Perhaps the biggest hurdle of having a modular language is that we do not understand how unambiguously parse the combination of two or more syntaxes. We only know that composition of two CFGs results in another CFG, but with no guarantee of unambiguity, and other parsers such as PEG rely on ordered choice, where the computer can't decide which choice you really want.
What makes lisps great for composition of languages (or "EDSLs" in market speak), is that it bypasses the parsing problem by asking you to just write your language directly in terms of the syntax tree which a parser would generate - and perhaps use macros or other functions to simplify the use of that tree. Instead of a language being vocabulary+syntax, we create new vocabulary for what would be done through syntax in other languages - and we can thus refer to it unambiguously. Similar can be done in haskell too, through regular functions and quotation.
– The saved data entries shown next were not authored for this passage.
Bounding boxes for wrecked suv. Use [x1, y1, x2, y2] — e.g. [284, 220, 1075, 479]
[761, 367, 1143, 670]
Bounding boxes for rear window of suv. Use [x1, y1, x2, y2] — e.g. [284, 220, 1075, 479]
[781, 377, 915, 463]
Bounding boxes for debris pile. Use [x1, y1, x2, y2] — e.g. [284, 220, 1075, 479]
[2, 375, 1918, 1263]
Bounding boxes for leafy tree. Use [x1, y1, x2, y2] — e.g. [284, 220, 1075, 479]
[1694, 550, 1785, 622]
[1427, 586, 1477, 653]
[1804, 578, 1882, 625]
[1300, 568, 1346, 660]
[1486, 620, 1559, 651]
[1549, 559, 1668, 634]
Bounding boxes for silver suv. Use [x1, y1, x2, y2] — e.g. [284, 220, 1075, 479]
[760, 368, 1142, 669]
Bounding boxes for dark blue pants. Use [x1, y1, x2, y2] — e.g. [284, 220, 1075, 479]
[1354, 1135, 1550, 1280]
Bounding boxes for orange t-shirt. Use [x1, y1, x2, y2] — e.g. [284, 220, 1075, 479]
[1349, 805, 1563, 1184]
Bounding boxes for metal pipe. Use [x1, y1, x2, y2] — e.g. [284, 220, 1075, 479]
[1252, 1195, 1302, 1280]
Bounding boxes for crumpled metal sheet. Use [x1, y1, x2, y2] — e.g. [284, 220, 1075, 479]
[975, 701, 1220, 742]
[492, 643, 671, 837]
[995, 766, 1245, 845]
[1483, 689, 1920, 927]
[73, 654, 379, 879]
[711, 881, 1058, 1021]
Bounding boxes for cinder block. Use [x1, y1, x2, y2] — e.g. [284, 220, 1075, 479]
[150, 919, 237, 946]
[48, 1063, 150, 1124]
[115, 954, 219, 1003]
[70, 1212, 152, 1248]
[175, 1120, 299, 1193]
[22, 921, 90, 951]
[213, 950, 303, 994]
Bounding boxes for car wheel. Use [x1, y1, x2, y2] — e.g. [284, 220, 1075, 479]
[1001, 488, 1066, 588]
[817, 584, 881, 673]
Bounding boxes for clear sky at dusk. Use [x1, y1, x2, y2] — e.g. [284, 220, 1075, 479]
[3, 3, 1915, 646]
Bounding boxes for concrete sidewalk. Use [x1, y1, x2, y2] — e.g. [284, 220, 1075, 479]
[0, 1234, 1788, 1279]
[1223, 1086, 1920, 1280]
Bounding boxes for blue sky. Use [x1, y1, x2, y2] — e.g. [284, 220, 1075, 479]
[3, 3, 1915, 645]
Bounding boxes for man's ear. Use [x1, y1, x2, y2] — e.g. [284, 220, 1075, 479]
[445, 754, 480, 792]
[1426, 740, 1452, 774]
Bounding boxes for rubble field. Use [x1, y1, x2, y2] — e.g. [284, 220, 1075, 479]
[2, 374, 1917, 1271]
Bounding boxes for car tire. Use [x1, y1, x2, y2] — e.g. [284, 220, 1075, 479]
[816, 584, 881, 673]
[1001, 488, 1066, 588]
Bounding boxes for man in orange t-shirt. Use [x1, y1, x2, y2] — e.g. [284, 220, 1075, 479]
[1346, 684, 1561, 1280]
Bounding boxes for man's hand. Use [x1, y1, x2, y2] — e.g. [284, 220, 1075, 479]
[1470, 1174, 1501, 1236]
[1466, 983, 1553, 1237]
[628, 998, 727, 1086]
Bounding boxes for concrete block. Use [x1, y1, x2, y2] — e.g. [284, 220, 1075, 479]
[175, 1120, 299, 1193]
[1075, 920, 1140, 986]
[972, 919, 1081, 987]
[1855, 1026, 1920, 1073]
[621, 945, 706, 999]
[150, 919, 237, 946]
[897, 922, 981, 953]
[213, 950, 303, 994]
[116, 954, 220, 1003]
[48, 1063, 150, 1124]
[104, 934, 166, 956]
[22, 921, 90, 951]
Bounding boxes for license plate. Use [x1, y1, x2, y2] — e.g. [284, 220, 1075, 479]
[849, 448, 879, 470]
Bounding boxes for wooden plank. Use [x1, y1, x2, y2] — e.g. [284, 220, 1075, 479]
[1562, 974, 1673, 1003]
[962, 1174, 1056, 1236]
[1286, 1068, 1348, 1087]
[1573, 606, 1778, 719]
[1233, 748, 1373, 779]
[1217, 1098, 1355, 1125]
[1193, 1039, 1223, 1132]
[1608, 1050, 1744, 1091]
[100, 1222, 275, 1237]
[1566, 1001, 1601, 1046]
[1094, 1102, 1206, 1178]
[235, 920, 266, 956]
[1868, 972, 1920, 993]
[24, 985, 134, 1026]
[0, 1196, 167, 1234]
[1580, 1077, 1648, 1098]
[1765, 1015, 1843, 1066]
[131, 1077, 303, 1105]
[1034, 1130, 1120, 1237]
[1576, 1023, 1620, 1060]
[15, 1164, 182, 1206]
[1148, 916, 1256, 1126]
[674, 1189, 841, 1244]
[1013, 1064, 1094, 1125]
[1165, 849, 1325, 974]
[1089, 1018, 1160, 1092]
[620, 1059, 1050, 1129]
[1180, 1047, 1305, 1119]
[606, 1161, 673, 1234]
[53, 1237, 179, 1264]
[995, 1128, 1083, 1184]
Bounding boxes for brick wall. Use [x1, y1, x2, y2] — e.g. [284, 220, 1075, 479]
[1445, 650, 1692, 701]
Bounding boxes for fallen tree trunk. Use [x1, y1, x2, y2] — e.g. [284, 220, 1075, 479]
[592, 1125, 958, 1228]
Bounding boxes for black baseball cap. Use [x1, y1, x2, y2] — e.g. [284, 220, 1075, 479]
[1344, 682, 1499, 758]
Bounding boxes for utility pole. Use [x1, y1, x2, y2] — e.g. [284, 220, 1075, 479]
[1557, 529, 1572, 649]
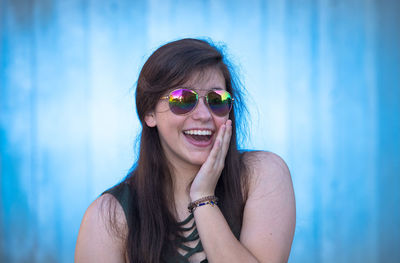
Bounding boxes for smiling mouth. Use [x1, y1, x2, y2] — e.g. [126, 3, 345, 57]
[183, 130, 213, 142]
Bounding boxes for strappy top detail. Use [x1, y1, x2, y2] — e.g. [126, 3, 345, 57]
[104, 183, 208, 263]
[175, 213, 207, 262]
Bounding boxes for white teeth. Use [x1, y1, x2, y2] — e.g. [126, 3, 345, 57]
[184, 130, 212, 135]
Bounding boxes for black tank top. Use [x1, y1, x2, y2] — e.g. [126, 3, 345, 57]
[104, 182, 208, 263]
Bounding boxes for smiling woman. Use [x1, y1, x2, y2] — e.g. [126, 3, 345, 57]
[74, 38, 296, 263]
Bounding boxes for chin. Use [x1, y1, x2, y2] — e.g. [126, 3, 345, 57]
[187, 153, 209, 166]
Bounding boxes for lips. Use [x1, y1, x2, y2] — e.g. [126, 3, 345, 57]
[183, 129, 214, 147]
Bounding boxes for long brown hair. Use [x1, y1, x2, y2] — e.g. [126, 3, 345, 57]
[120, 38, 248, 262]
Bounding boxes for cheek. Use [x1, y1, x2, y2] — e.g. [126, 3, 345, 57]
[155, 111, 185, 135]
[155, 101, 170, 113]
[214, 116, 229, 130]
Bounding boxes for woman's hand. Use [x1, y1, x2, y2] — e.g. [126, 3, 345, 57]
[189, 119, 232, 201]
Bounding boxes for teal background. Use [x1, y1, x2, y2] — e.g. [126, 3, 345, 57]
[1, 0, 399, 262]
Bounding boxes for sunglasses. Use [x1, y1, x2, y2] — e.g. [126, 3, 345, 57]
[160, 88, 234, 116]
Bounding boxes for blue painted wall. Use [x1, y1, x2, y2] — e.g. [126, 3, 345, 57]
[1, 0, 399, 262]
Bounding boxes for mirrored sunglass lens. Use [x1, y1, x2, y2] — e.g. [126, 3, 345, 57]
[169, 89, 197, 114]
[207, 90, 232, 116]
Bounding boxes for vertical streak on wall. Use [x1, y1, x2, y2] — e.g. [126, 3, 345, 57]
[317, 0, 334, 261]
[0, 2, 9, 261]
[260, 0, 288, 155]
[377, 0, 400, 262]
[363, 0, 378, 261]
[257, 0, 269, 151]
[1, 0, 37, 261]
[56, 1, 93, 261]
[0, 0, 6, 260]
[310, 1, 322, 261]
[28, 0, 39, 261]
[285, 0, 320, 262]
[82, 0, 92, 218]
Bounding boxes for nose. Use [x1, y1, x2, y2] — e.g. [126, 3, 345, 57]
[191, 97, 212, 121]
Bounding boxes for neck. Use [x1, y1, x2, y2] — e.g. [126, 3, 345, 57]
[171, 163, 199, 196]
[168, 161, 200, 213]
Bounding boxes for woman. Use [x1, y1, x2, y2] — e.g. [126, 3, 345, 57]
[75, 38, 295, 263]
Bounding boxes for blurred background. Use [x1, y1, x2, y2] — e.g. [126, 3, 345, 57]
[1, 0, 399, 262]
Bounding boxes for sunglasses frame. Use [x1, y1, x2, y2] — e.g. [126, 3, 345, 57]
[160, 88, 234, 116]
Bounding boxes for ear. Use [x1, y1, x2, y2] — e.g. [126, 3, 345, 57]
[144, 111, 157, 127]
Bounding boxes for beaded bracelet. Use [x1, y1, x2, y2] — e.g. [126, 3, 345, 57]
[188, 196, 219, 213]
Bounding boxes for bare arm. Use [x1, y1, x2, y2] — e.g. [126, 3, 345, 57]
[240, 151, 296, 262]
[191, 120, 296, 262]
[75, 194, 127, 263]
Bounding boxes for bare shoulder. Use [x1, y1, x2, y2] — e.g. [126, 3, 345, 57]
[242, 151, 291, 194]
[240, 151, 295, 263]
[75, 194, 127, 263]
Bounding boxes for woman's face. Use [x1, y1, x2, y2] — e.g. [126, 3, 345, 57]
[145, 67, 230, 168]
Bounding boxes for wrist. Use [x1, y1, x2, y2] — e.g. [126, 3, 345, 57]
[188, 195, 219, 213]
[190, 192, 215, 202]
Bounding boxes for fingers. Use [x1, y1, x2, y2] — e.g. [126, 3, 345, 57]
[211, 123, 225, 159]
[221, 120, 232, 151]
[200, 119, 232, 173]
[217, 119, 232, 167]
[201, 123, 224, 170]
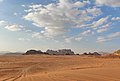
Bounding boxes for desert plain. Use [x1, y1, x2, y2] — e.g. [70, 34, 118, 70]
[0, 55, 120, 81]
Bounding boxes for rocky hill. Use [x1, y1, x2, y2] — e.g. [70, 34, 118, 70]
[46, 49, 74, 55]
[113, 49, 120, 56]
[82, 52, 101, 56]
[23, 50, 48, 55]
[23, 49, 75, 55]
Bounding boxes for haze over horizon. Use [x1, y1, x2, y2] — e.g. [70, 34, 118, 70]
[0, 0, 120, 53]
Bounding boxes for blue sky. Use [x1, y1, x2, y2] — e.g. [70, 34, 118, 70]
[0, 0, 120, 53]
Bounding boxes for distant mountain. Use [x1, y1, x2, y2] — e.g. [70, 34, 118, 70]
[46, 49, 75, 55]
[82, 52, 101, 56]
[23, 49, 75, 55]
[23, 49, 48, 55]
[0, 51, 11, 55]
[3, 52, 24, 56]
[98, 52, 111, 55]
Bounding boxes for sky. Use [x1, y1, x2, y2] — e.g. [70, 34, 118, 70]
[0, 0, 120, 53]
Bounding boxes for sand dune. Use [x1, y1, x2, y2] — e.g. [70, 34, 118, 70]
[0, 55, 120, 81]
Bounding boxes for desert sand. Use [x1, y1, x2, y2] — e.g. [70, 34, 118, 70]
[0, 55, 120, 81]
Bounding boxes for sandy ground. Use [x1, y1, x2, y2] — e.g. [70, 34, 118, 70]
[0, 55, 120, 81]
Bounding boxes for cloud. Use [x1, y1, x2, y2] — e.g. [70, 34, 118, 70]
[97, 36, 111, 42]
[96, 0, 120, 7]
[97, 28, 108, 33]
[0, 20, 6, 26]
[108, 32, 120, 38]
[64, 29, 94, 43]
[92, 16, 109, 28]
[97, 32, 120, 42]
[97, 23, 111, 33]
[21, 5, 26, 7]
[75, 37, 83, 41]
[65, 37, 73, 43]
[0, 20, 23, 31]
[18, 38, 30, 41]
[112, 17, 120, 21]
[5, 24, 23, 31]
[23, 0, 102, 38]
[81, 30, 94, 36]
[13, 13, 18, 16]
[86, 7, 102, 17]
[32, 32, 44, 39]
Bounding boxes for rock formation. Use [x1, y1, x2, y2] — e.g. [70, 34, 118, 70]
[82, 52, 101, 56]
[23, 50, 48, 55]
[24, 49, 75, 55]
[46, 50, 58, 55]
[58, 49, 74, 55]
[113, 49, 120, 56]
[46, 49, 75, 55]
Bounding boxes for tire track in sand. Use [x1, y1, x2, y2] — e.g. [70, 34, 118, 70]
[2, 63, 40, 81]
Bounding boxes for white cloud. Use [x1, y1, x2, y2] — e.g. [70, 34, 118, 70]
[21, 5, 26, 7]
[74, 1, 85, 7]
[97, 23, 111, 33]
[92, 16, 109, 28]
[97, 36, 111, 42]
[112, 17, 120, 21]
[0, 20, 24, 31]
[5, 24, 23, 31]
[86, 7, 102, 17]
[18, 38, 30, 41]
[29, 4, 42, 9]
[75, 37, 83, 41]
[32, 32, 44, 39]
[97, 32, 120, 42]
[81, 30, 94, 36]
[108, 32, 120, 38]
[96, 0, 120, 7]
[0, 20, 6, 26]
[64, 29, 94, 43]
[13, 13, 18, 16]
[65, 37, 73, 43]
[97, 28, 108, 33]
[24, 29, 32, 33]
[23, 0, 102, 38]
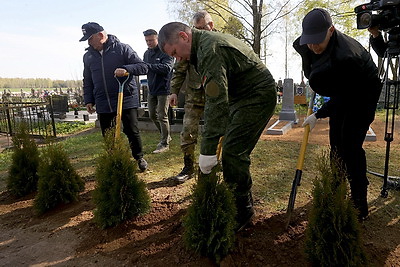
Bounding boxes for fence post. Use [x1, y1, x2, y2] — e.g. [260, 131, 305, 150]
[5, 103, 13, 136]
[48, 96, 57, 137]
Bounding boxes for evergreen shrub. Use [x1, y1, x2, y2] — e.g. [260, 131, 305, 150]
[183, 168, 237, 263]
[93, 130, 151, 229]
[34, 142, 84, 215]
[305, 151, 367, 266]
[7, 122, 40, 197]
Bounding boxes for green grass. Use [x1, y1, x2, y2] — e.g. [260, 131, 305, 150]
[0, 125, 399, 218]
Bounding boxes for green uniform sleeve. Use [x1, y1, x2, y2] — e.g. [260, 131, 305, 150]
[200, 53, 229, 155]
[170, 60, 189, 95]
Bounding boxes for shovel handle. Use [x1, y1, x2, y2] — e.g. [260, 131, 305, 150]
[216, 136, 224, 161]
[115, 73, 130, 141]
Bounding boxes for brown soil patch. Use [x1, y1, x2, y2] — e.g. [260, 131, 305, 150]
[0, 114, 399, 266]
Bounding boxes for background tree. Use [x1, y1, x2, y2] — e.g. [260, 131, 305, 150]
[169, 0, 374, 80]
[169, 0, 304, 56]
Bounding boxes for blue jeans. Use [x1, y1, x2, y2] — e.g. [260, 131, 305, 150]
[147, 93, 170, 145]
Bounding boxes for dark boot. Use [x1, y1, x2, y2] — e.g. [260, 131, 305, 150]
[235, 191, 255, 232]
[351, 184, 369, 221]
[353, 196, 368, 221]
[174, 154, 194, 184]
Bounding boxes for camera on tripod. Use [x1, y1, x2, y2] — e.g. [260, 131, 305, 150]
[355, 0, 400, 30]
[353, 1, 400, 196]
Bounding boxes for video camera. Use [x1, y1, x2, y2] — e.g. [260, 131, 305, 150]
[355, 0, 400, 30]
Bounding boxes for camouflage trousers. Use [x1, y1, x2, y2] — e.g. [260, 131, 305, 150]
[180, 103, 204, 156]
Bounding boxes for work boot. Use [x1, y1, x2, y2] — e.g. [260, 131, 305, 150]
[351, 184, 369, 221]
[353, 196, 368, 221]
[235, 192, 255, 232]
[174, 154, 194, 184]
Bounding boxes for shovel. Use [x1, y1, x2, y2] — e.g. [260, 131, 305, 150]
[114, 73, 130, 141]
[286, 91, 316, 229]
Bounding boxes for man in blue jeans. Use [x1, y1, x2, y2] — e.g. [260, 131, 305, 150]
[143, 29, 174, 153]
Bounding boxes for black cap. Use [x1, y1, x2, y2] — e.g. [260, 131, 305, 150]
[300, 8, 332, 45]
[143, 29, 157, 36]
[79, 22, 104, 42]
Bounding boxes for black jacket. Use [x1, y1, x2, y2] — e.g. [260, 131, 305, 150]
[293, 30, 381, 118]
[370, 33, 387, 58]
[143, 45, 174, 96]
[83, 35, 148, 113]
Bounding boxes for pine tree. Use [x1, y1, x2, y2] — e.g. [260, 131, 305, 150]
[305, 151, 367, 266]
[7, 122, 40, 197]
[92, 129, 151, 229]
[183, 168, 237, 263]
[34, 142, 84, 215]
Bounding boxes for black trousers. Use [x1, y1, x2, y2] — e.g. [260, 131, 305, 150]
[328, 101, 377, 200]
[98, 108, 143, 160]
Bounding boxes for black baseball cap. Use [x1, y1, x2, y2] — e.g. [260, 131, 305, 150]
[79, 22, 104, 42]
[300, 8, 332, 45]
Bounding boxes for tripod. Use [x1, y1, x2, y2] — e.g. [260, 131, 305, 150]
[369, 36, 400, 197]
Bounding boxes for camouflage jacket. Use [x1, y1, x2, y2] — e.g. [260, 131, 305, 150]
[170, 59, 205, 106]
[190, 29, 276, 155]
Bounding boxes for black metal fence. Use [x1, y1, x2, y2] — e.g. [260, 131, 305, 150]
[0, 97, 57, 138]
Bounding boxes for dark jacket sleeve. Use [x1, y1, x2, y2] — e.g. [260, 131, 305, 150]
[146, 53, 174, 75]
[370, 33, 387, 58]
[315, 98, 335, 119]
[121, 44, 148, 75]
[82, 53, 95, 105]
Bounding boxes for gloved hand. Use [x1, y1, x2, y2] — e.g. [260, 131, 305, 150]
[302, 113, 317, 131]
[199, 154, 218, 174]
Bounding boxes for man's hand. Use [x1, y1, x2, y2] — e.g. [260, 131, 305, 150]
[302, 113, 317, 131]
[199, 154, 218, 174]
[169, 93, 178, 107]
[368, 26, 381, 38]
[86, 103, 95, 114]
[114, 68, 128, 77]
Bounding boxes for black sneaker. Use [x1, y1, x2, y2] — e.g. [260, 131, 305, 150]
[174, 167, 193, 184]
[137, 158, 148, 172]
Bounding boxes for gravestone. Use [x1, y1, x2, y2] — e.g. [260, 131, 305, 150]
[266, 78, 299, 135]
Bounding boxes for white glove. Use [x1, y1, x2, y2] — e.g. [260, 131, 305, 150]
[302, 113, 317, 131]
[199, 154, 218, 174]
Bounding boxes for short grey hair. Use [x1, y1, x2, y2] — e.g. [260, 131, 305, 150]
[192, 10, 213, 25]
[158, 22, 191, 53]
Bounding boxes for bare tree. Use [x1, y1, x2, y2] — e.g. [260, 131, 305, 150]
[169, 0, 304, 56]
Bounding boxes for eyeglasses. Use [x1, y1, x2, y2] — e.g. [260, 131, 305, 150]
[194, 23, 211, 30]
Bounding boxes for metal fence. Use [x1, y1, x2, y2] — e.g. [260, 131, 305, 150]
[0, 97, 57, 138]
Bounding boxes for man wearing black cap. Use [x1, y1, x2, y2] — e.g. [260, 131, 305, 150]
[143, 29, 174, 154]
[80, 22, 149, 171]
[293, 8, 382, 220]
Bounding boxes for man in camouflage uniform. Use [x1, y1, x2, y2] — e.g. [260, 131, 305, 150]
[169, 10, 215, 184]
[159, 22, 276, 231]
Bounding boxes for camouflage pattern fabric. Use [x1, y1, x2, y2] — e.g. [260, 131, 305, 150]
[170, 60, 205, 155]
[190, 29, 276, 196]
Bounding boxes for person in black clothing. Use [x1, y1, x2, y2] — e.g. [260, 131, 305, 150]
[143, 29, 174, 153]
[294, 9, 382, 220]
[368, 26, 388, 57]
[80, 22, 148, 171]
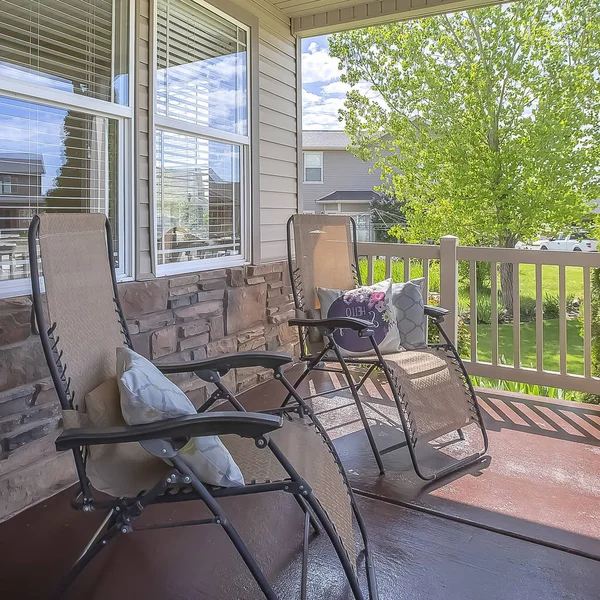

The parse problem is only really a problem because we're stuck with this silly model of "sequential text files" to describe code, and we're required to limit our languages such that a parser can take one of these text files and make sense of it. When we break out of this model, and use intelligent editors, we can reach the point where syntaxes can be composed arbitrarily, because we can indicate where each new syntax begins and ends. Diekmann and Tratt have demonstrated how this can be done while still appearing much like traditional text editing, which they call Language Boxes.[1][2]
Language Boxes only provide the means to compose syntaxes, but handling the semantic composition of languages is left to the authors of the languages which are being composed. Haskell is perhaps a good choice of language for providing the kind of glue needed here, where we can decide where languages can be composed based on the types returned by their parsers.